Sun nearing horizon and my needing to stop at Quick Check, I went to the North Branch Raritan at AT&T with my camera and Sadie, though really, the need was less to go to Quick Check than to get a little of the rough and the finer of a nice day. Walking between Rt. 202/206 and the river, the field had especially cooled, and I thought of warmth as I stood on the porch just an hour before, recognizing it might be some of the last I feel of this summer. It's fall, but seasons really have their own ways. They never really obey lunar arrangements as if by boxed schedule. (That's just our own lunacy.)

No fishing rod, I felt the lack for a moment. Could have caught a few redbreast sunfish. Wow. But I had fun with these fish last year on my two weight. Took note of the fact that within two weeks, trout will be stocked here, and not crowds as April draws will come, but quite a number of fishermen will poke their boots among stones.

Water is low and clear. Felt a little odd, since it's been such a wet summer, but come to think of it, the rains have abated.

I clocked my old Civic (still runs smooth) up 202/206 to the Quick Check convenience store. That place feels cheap and sleazy, yet I usually don't regret patronizing. Driving home, I wondered what's in store, not really only for me, but also other people caught in dutiful worlds of wage work. I recognized it was the Quick Check influence, but I didn't regret the sour feeling, because it was rush hour, and as with any event, I open my mind, pay attention, and process a thought or two. To regret that is self-sabotage.

Ever since Cornelius Vanderbilt said, "The public be damned," referring to millions of Americans in misery at, or slightly below, or slightly above, the poverty line, the working class has struggled as if in the fetters of a penal system. I deserve it, of course, since I could have earned a B.A. degree but chose not to earn any. That's a trick statement, because it instantly makes you think wage work is something horrid, doesn't it?

I did go to college. Eight colleges and universities. (Not one of them Vanderbilt University.) To say I have no college education simply isn't true. I have no degree. No degree beyond an Associate degree in Liberal Arts. The fascination for what began with Plato's school The Academy is no less compulsive than flies on shit, so instead of pretending I can one-up worldwide academia by ignoring it, I pay the closest attentions my time allows. Rather than growing less convinced that true education happens independently of institutions, the more I learn about all sorts of social institutions (all of them directly or indirectly connected to the central institution, academia), the more this conviction grows. You might think corporate power is central, since it buys colleges and universities, but the self-made business tycoon with no college education is more of a 19th century phenomena than one of the present, Steve Jobs aside, and besides, the thinking that made the phenomena of big business possible isn't without academic affiliation--as all important intellectual contributions become academic as soon as possible--though in essence, all original thought is native, not academic.

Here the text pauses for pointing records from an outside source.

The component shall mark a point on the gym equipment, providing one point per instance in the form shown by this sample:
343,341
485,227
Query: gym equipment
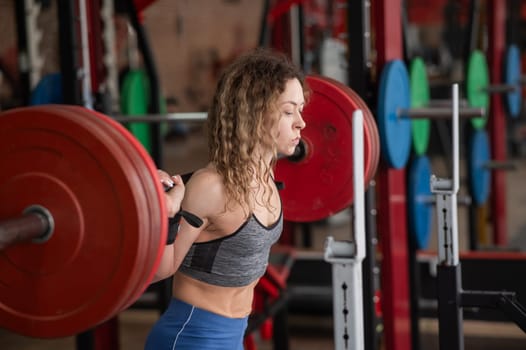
404,97
79,196
323,161
420,201
48,90
451,296
513,77
479,174
347,257
419,87
93,201
134,101
419,207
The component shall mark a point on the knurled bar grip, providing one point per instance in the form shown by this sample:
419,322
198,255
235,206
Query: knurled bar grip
25,227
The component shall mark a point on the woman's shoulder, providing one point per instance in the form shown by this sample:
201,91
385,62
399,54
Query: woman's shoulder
205,187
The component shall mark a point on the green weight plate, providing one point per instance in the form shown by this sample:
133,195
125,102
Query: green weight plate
419,87
134,102
477,79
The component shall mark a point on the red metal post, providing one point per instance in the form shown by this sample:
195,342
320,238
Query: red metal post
392,225
497,116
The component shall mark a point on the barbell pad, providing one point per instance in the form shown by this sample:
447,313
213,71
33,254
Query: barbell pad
173,224
173,228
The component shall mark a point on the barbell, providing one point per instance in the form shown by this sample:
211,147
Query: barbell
405,106
82,214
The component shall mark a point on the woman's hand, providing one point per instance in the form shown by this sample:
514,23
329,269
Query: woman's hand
174,191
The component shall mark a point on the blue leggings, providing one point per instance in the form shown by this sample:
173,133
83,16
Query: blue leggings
183,326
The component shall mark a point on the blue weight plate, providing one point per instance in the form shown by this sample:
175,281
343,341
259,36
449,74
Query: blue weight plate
420,207
395,132
48,90
479,175
512,76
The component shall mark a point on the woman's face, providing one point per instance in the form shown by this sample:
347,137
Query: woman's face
290,123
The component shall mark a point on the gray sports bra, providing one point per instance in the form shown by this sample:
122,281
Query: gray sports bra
235,260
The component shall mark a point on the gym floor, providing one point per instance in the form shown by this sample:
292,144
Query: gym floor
184,154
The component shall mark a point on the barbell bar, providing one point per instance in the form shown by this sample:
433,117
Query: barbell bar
80,196
405,106
161,118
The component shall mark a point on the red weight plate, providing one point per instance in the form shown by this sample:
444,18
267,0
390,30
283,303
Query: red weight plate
372,131
320,184
154,206
153,237
136,168
76,169
373,139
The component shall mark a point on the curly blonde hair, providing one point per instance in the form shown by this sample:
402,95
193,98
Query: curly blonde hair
240,118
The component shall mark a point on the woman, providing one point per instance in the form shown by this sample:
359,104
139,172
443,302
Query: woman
255,115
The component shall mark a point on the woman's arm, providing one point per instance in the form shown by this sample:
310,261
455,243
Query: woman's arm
203,198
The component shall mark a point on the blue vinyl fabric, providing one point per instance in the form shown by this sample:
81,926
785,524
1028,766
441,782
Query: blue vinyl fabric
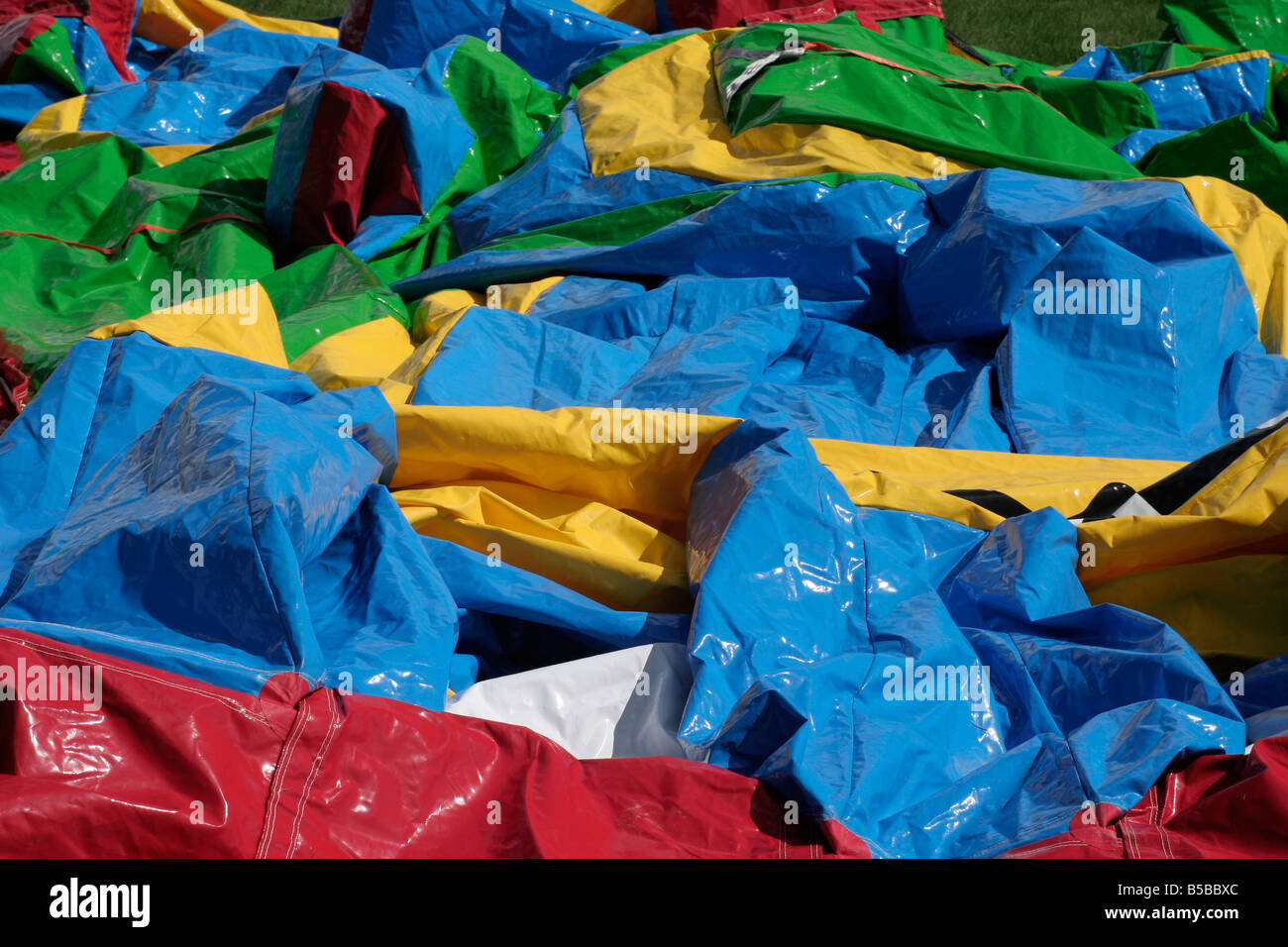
308,566
1060,291
816,622
542,37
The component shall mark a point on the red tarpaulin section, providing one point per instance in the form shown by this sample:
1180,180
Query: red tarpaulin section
171,767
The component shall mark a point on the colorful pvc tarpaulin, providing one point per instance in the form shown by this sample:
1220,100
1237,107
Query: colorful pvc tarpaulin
683,428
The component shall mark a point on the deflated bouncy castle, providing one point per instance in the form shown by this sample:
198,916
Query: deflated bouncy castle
630,428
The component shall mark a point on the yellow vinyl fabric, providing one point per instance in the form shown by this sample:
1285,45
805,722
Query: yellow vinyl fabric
665,108
176,22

Not for a moment does this conviction of mine about education independent of academia discount the fact that any student studying at a college or university properly learns by use of his or her own independent mind, which means, in essence and in fact, independently of that institution. By what I observed during my years away at school, the best of these students read on their own, as well as what was assigned.

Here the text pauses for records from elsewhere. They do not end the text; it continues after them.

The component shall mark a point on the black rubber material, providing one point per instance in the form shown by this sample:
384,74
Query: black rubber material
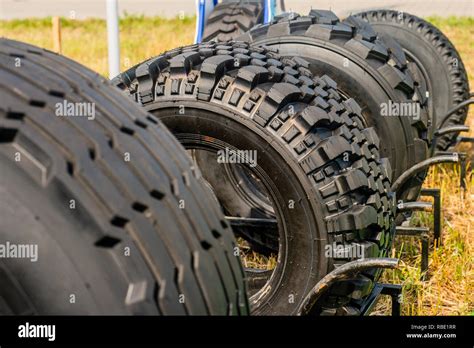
231,18
110,231
368,67
442,66
311,145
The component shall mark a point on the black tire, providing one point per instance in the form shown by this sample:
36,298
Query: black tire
376,72
321,166
439,63
109,231
231,18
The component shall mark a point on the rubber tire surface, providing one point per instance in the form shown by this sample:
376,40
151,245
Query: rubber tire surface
111,236
231,18
246,97
368,67
443,66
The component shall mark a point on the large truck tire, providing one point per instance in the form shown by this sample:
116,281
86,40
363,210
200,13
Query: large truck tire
318,161
121,220
370,68
437,60
231,18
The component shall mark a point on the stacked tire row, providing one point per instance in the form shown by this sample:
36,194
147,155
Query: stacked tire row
272,133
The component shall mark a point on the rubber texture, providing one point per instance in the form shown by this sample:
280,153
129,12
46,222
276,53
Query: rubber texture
382,65
441,63
230,18
310,141
115,236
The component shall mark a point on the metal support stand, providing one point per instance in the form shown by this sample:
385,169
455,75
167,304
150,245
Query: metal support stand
437,228
422,232
345,271
462,174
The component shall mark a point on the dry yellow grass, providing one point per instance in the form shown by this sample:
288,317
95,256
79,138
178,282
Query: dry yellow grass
450,286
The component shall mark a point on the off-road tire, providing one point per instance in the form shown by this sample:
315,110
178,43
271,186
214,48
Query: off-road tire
231,18
363,64
442,65
122,221
325,174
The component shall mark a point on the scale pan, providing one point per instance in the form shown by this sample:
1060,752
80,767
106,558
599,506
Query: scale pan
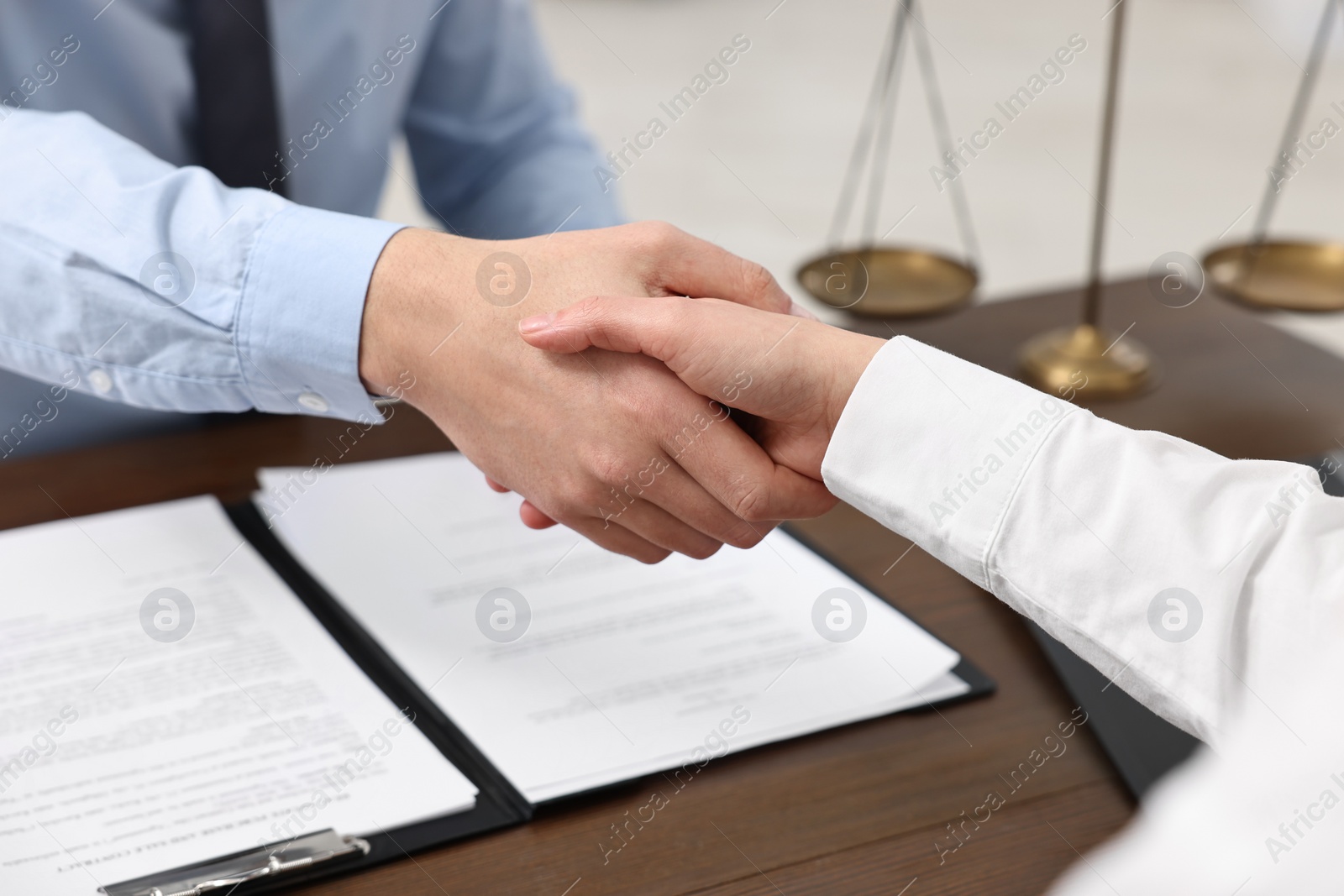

That claim will incite the pointed rage of a million loyalists, who assert there is no independence from social institutions like colleges. You can never placate them. They are embittered and sold out. Of course colleges and universities influenced me and continue to, as they have influenced and continue to influence you. Anyone who reads this blog. But any mind chooses. And I challenge myself, as I challenge my readers. Which is the primary consideration? This earth, given and independent of our mental actions and yet demanding of our independent reason, or the secondary institutions we erect upon it?

Don't mind me, the amateur philosopher. Once and awhile I depart from the usual romancing of rivers, streams, lakes, reservoirs, and ocean, and wrangle not with "monster" fish, but ideas I could be wrong about, since context, point and counterpoint, weighing the ideas against facts I might not have considered, etc. etc., all of this in a vacuum of conversation, not one or more other people engaging me, involves not only what is real but grasp or lack of grasp of what is real. It is true that the earth is not an institution, for example. But before Thales of Miletus some 2600 years ago, no man understood the concept of objectivity anyhow. With that fact in consideration, what does it mean to possess native insight? Does what we learn through our family rearing, at least at the most inward levels of family rearing, count as native? But the family is an institution.

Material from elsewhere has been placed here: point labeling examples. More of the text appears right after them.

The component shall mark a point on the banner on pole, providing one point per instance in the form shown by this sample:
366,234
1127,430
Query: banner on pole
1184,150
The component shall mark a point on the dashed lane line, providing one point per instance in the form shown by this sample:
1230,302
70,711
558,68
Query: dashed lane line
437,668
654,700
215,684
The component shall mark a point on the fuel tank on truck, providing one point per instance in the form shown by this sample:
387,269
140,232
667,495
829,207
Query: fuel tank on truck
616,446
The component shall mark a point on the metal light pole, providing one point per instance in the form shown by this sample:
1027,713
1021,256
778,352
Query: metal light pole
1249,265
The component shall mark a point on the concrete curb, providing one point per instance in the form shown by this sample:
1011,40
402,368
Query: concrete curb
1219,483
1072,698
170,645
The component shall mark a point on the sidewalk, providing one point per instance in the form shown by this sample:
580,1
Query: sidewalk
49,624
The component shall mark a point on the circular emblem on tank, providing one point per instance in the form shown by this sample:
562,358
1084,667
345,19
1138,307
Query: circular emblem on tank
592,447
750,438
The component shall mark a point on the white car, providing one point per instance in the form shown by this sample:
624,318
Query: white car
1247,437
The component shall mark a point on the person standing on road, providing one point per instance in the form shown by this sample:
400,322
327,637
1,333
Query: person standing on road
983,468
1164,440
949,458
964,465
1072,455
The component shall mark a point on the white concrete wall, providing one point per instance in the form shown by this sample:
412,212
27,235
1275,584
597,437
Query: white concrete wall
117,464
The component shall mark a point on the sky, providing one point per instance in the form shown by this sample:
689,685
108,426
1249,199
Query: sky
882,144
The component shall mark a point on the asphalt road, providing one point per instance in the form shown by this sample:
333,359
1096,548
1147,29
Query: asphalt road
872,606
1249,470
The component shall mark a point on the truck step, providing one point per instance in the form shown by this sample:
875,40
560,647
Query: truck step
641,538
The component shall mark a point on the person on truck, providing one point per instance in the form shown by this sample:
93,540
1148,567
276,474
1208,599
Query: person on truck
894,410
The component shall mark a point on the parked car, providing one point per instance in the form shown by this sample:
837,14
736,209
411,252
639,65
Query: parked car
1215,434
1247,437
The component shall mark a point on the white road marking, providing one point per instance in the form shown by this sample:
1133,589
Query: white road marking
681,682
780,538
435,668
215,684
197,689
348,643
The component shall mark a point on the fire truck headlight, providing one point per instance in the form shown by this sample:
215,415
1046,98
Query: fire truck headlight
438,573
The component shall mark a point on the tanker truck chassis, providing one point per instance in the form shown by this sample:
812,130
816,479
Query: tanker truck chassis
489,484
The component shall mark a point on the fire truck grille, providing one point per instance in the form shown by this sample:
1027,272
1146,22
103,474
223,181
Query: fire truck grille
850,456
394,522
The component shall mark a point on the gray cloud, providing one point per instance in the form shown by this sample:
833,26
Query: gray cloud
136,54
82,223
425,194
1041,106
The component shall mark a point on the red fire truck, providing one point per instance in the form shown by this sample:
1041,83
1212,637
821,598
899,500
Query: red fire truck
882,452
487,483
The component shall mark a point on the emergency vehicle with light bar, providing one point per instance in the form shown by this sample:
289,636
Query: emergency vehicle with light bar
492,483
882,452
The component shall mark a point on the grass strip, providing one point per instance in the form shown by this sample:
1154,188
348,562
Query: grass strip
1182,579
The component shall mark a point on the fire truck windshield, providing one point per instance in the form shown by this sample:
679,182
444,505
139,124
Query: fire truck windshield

Round and round it goes, and I could write foolishly all night, though any of us might agree that there is a planet. And there are also academic institutions. And the two are not the same. 

Sunday, October 1, 2017

Hacklebarney State Park

Trish's idea, we rode into Chester and had breakfast at the Chester Diner, listening to NPR on the way, appreciating the very high level of journalistic report on Hugh Hefner's great influence on our culture. Also Trish's idea, a Hacklebarney State Park hike. She had mentioned both last night and I capitulated instantly, feeling only slight grudge for the fact that we hiked Hacklebarney only two years ago. I tend to strike new ground.

With little time before I will go to work, we walked to the, I believe they are, Trout Brook Falls. On the way out, I checked the map, and though I couldn't conclude for certain on the evidence that this is Trout Brook, not Rinehart's Brook, most likely it is Trout Brook. (By what I've gathered, there are wild trout in this stream, but you would have to work hard to find one.)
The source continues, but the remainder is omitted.